Coinbase prides itself on “remote-first” work, but CEO Brian Armstrong said the company was forced to make changes to thwart a foe: North Korea.
Armstrong said that North Korean IT workers have tried to leverage the company’s remote work policy to gain employment and then access to the crypto exchange’s sensitive systems. Coinbase works with law enforcement, but Armstrong said the threat just keeps growing.
“It feels like there’s 500 new people graduating every quarter from some kind of school they have — that’s just their whole job,” Armstrong told John Collison, cofounder and president of online payment provider Stripe, in an episode of Collison’s “Cheeky Pint” podcast posted on Wednesday.
Related video
Armstrong said that Coinbase is requiring all workers to come to the US for in-person orientation and that anyone with access to sensitive systems must hold US citizenship and submit to fingerprinting.
Last month, the FBI put out an updated warning about North Korean IT workers who target private companies “to illicitly generate substantial revenue for the regime.” The FBI said that the IT workers work with both “witting and unwitting” people within the US.
The FBI said US-based facilitators have reshipped company laptops, attended virtual interviews on behalf of North Korean workers, and even created front businesses.
Armstrong said that in many cases, workers themselves might be a target and are being coerced to participate. He said that Coinbase requires prospective employees to turn on their camera during interviews “to prove they’re not AI” or not being coached.
Related stories Business Insider tells the innovative stories you want to know Business Insider tells the innovative stories you want to know
Ultimately, Armstrong said that security risks have led Coinbase to build up US-based customer support, pointing to the company’s new facility in Charlotte, North Carolina.
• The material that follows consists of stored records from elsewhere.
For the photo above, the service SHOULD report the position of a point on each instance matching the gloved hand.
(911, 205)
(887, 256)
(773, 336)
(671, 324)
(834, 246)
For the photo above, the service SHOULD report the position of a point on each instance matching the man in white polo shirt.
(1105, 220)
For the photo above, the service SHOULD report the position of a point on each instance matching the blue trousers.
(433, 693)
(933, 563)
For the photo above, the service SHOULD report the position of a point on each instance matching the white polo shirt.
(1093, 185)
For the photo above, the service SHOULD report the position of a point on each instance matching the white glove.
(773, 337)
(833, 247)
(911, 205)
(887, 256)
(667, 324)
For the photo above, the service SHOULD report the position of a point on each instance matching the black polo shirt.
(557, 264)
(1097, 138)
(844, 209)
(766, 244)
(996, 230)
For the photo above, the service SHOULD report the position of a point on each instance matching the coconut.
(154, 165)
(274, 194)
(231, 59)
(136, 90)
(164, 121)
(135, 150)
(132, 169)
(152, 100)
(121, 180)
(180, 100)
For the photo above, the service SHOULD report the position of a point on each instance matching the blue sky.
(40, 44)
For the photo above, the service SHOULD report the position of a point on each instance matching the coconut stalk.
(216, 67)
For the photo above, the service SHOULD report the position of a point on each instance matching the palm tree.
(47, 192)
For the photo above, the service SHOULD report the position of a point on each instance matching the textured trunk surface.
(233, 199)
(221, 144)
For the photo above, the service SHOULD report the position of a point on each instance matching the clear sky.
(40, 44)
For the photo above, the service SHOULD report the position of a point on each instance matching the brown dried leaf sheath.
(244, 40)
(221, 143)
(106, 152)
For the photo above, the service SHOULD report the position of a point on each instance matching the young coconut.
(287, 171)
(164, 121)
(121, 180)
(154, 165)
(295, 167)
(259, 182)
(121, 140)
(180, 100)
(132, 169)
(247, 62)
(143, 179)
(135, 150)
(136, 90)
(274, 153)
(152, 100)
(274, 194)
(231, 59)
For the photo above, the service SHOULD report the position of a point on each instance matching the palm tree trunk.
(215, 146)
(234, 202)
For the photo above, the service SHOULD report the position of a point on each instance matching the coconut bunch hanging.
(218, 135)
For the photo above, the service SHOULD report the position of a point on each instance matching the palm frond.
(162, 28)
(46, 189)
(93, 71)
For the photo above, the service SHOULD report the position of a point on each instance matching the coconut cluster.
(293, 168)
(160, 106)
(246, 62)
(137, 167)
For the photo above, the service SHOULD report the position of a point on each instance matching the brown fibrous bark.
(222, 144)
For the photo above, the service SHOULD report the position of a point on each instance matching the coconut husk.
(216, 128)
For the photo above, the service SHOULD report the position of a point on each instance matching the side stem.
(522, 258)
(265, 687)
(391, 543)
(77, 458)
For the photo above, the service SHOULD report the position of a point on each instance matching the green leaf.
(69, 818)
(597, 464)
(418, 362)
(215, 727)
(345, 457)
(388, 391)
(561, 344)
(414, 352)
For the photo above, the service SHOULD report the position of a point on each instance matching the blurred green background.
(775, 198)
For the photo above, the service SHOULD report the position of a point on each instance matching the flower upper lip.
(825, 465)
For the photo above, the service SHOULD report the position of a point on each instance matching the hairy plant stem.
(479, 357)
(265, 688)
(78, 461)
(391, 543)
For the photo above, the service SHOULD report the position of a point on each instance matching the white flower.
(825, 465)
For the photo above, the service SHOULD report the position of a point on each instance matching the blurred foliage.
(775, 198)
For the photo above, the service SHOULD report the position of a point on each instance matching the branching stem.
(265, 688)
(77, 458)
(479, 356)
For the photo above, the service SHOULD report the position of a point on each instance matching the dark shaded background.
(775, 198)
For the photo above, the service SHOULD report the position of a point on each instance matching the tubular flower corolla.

“It feels like proof of physical presence is going to be become a bigger deal in a world of AI, deepfakes, just higher stakes for all this kind of cyber crime stuff where in a weird way you see certain areas where remote work goes backwards,” Collison said.
Armstrong said Coinbase has also made aggressive efforts to deter internal threats to sensitive information. In some cases, “threat actors” have offered hundreds of thousands of dollars in bribes to customer service agents to take photos of sensitive information.
Part of the way Coinbase deters this, Armstrong said, is by locking down the information employees have access to. It’s also by making it clear what the consequences will be.
“When we catch people, we don’t walk them out the door, they go to jail,” Armstrong said. “And we try to make it very clear that you’re destroying the rest of your life by taking this, even if you think, whatever, it is a life-changing amount of money, it’s not worth going to jail.”